Allan J. Hobson (Jahrgang 1933) hat sich Großes vorgenommen. Er möchte ein altes, aber misslungenes Projekt Sigmund Freuds (1856 – 1939) endlich zum Erfolg führen: die Gründung der Psychologie und insbesondere der Traumtheorie auf ein neurowissenschaftliches Fundament. Wenn es nach ihm ginge, dann würde die immer noch einflussreiche Psychodynamik Freuds durch eine aktuelle "Neurodynamik " ersetzt, deren Grundzüge Hobson vorstellt.

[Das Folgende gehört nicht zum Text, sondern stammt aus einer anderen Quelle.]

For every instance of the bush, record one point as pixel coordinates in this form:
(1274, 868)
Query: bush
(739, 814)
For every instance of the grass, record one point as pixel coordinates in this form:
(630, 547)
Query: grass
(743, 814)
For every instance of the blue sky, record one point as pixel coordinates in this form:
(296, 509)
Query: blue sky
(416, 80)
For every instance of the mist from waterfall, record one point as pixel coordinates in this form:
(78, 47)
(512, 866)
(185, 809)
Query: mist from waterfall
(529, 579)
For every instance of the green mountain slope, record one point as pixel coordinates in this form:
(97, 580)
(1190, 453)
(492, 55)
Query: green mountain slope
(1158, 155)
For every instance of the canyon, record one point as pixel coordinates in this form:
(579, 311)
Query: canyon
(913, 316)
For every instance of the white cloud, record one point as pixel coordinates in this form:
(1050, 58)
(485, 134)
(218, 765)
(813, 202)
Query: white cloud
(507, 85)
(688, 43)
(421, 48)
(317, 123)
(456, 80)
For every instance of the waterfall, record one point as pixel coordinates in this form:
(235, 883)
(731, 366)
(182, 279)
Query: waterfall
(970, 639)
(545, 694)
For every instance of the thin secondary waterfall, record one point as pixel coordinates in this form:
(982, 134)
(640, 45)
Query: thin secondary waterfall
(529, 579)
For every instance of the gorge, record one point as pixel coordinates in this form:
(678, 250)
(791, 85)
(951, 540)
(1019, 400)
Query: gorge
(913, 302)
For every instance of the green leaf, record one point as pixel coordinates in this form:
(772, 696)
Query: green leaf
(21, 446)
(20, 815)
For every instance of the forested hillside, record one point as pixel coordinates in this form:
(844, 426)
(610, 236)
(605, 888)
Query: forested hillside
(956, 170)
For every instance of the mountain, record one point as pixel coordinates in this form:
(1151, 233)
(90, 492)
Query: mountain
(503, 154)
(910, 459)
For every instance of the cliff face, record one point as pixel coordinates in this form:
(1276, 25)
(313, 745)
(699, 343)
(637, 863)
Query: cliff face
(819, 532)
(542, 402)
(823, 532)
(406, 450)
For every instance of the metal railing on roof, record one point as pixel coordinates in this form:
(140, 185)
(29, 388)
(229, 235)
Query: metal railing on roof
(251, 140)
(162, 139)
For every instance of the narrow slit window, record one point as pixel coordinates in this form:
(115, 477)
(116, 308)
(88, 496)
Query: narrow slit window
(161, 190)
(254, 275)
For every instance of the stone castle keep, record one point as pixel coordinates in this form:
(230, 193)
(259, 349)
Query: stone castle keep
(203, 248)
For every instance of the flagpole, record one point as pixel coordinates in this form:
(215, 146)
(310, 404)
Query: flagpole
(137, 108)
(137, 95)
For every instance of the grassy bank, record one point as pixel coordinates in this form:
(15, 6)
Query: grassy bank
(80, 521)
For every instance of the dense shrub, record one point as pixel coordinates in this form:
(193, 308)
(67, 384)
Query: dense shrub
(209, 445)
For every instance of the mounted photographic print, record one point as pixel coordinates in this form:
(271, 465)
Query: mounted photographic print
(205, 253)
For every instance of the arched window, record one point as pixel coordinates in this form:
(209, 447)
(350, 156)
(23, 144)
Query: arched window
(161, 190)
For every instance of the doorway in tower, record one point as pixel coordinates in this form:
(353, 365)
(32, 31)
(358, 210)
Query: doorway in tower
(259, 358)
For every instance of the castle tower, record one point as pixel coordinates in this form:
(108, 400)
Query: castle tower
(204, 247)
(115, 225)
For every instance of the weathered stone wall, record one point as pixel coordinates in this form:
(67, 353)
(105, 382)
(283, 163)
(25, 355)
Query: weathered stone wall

Das ist kein bescheidenes Unterfangen; doch der Autor verfügt über jahrzehntelange Erfahrung als Professor für Psychiatrie an der Harvard Medical School und gilt als einer der bedeutendsten Schlafforscher unserer Zeit.

Nach der Auffassung Hobsons vermitteln sowohl die wissenschaftliche als auch die subjektive Untersuchung von Träumen Einsichten in die Funktionsweise des Bewusstseins – bei Gesunden wie bei psychisch Kranken. Wir alle, so der Autor weiter, erleben in unseren Träumen Amnesien oder psychotische (Wahn-)Vorstellungen, und gesunde Menschen unterscheiden sich von den kranken lediglich dadurch, dass sie im Wachzustand davon verschont bleiben. Die zu Grunde liegenden Arbeitsprozesse des Gehirns seien jedoch prinzipiell von gleicher Art. Daher widmet Hobson sich ausführlich den neurobiologischen Grundlagen, erklärt und veranschaulicht die Arbeitsweise zentraler Stoffwechselsysteme und macht deutlich, zu welchen Problemen Funktionsstörungen führen.

Am provokantesten ist wohl seine Kritik an Freuds Idee der Traumdeutung und damit auch an der psychoanalytischen Praxis. Da Freud nicht über das neurowissenschaftliche Wissen unserer Zeit verfügte, sei sein Versuch einer neurobiologisch fundierten Psychologie zum Scheitern verurteilt gewesen und seine "verfehlte" Traumtheorie nur ein magerer Ersatz für das große Projekt.

Freud und die moderne Neurowissenschaft

Hobson ist jedoch selbst ein erklärter Liebhaber von Traumtagebüchern. Nur bedürfen Träume seiner Theorie zufolge keiner Deutung, da sie auf spontanen Aktivierungen des Gehirns basieren. Wie in einem Wörterbuch übersetzt er psychodynamische Begriffe in eine neurowissenschaftliche Sprache und will damit zeigen, dass die psychoanalytische Erklärung überflüssig ist. Beispielsweise seien Emotionen als Traumphänomen nicht Folge einer "sekundären Abwehrreaktion des Ich", sondern "Primäraktivierungen des limbischen Systems".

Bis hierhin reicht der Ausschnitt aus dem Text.